# HongKong police arrested 21 Uber Drivers



## Rynax (Dec 29, 2016)

http://mobile.reuters.com/article/idUSKBN18J0GG

well, Uber was legal in mainland China, however they cant compete with DiDi due to how shit they treat their Drivers and riders. So they sold the business to DiDi. Looks like they will lose HongKong. They already lost in TaiWan


----------



## george manousaridis (Jan 27, 2017)

Rynax said:


> http://mobile.reuters.com/article/idUSKBN18J0GG
> 
> well, Uber was legal in mainland China, however they cant compete with DiDi due to how shit they treat their Drivers and riders. So they sold the business to DiDi. Looks like they will lose HongKong. They already lost in TaiWan


well done,very interesting on that i will look at it.Cheers for the thread.


----------



## Bob Job (May 22, 2017)

I cringed when I read Uber's response to this. Suddenly they are using the word 'ridesharing' because it suits their narrative. We all know Uber cannot possibly be rude sharing because drivers don't see the destination.

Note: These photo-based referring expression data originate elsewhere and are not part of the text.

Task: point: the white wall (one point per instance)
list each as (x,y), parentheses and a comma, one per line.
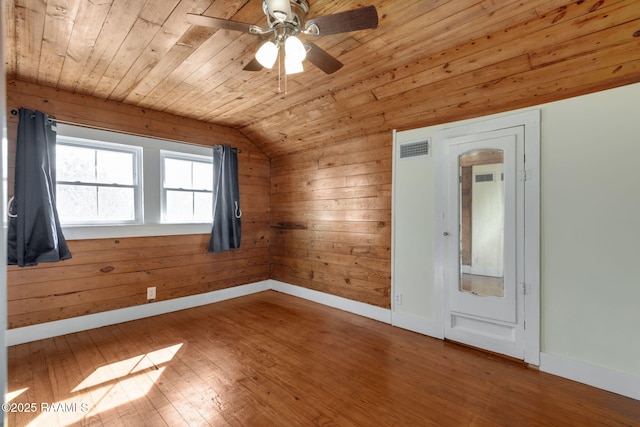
(590,237)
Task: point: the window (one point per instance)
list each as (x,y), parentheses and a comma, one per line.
(187,184)
(97,183)
(112,185)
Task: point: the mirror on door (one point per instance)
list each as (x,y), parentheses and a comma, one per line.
(482,209)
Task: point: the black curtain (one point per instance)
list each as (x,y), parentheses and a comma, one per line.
(227,228)
(34,233)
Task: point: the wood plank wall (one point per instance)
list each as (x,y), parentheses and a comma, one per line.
(107,274)
(331,213)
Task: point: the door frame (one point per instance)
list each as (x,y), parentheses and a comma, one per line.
(531,174)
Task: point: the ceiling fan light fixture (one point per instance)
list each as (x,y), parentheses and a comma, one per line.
(279,9)
(291,66)
(267,54)
(294,49)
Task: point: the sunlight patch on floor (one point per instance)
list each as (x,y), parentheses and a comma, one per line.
(105,389)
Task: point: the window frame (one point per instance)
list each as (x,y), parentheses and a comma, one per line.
(137,185)
(151,204)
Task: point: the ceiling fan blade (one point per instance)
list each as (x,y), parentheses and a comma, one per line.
(322,59)
(352,20)
(225,24)
(253,65)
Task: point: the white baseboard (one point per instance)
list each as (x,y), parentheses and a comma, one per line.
(595,376)
(417,324)
(366,310)
(97,320)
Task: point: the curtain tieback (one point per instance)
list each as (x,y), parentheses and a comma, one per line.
(9,206)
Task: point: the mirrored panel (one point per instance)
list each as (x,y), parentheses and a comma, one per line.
(482,211)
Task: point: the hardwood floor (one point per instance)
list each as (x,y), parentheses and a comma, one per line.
(272,359)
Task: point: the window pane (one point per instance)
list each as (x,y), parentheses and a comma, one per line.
(202,176)
(115,167)
(177,173)
(179,206)
(203,207)
(75,164)
(116,204)
(76,203)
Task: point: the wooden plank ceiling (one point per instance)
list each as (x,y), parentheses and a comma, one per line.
(427,62)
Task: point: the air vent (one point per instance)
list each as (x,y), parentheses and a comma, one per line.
(414,149)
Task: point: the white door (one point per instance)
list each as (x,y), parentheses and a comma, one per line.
(483,248)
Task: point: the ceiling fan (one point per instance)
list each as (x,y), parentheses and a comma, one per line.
(285,19)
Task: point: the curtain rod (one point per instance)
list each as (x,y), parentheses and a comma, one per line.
(64,122)
(14,112)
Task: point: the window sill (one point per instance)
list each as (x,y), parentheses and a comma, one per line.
(122,231)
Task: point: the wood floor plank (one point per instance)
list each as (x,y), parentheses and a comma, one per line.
(271,359)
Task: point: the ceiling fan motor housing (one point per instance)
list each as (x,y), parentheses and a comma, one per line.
(296,11)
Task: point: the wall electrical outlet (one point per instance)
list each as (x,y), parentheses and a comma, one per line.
(398,298)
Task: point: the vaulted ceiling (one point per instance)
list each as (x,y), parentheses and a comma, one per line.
(427,62)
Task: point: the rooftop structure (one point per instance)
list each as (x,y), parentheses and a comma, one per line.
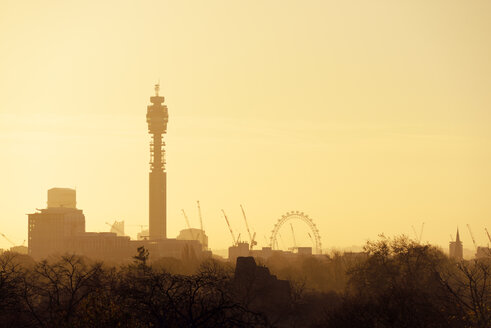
(456,248)
(62,197)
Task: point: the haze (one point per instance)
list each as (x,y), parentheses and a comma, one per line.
(370,116)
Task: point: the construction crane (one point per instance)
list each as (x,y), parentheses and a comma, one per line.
(251,238)
(200,217)
(10,241)
(472,236)
(487,233)
(311,239)
(188,224)
(282,242)
(420,235)
(415,233)
(229,228)
(294,240)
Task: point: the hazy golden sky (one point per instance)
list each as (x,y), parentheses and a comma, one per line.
(370,116)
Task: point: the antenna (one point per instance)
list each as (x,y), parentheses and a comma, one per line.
(200,217)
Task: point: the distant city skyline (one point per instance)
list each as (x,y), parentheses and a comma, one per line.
(369,117)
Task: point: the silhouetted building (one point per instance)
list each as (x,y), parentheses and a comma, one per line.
(50,229)
(194,234)
(157,117)
(62,197)
(304,251)
(238,250)
(60,230)
(19,249)
(456,248)
(143,235)
(118,228)
(262,290)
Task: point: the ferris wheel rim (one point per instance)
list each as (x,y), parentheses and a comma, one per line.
(299,216)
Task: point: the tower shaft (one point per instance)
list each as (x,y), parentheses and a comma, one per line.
(157,117)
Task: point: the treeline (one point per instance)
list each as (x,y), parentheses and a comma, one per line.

Secondly they make it seem as though they supported drivers in the first place which they don't. 

"We stand together with the twenty-one driver partners and their families, and will continue to provide assistance, including legal support, during this difficult time," the spokesman said.

Uber said it has a ridesharing insurance policy of up to HK$100 million per trip for riders and third-parties, which complies with local laws including Hong Kong's insurance regulations.

"Ridesharing should not be a crime. Hong Kong is an international city known for its embrace of global economic trends and new technologies, but current transportation regulations have failed to keep up with innovation," Uber said in an emailed statement."


----------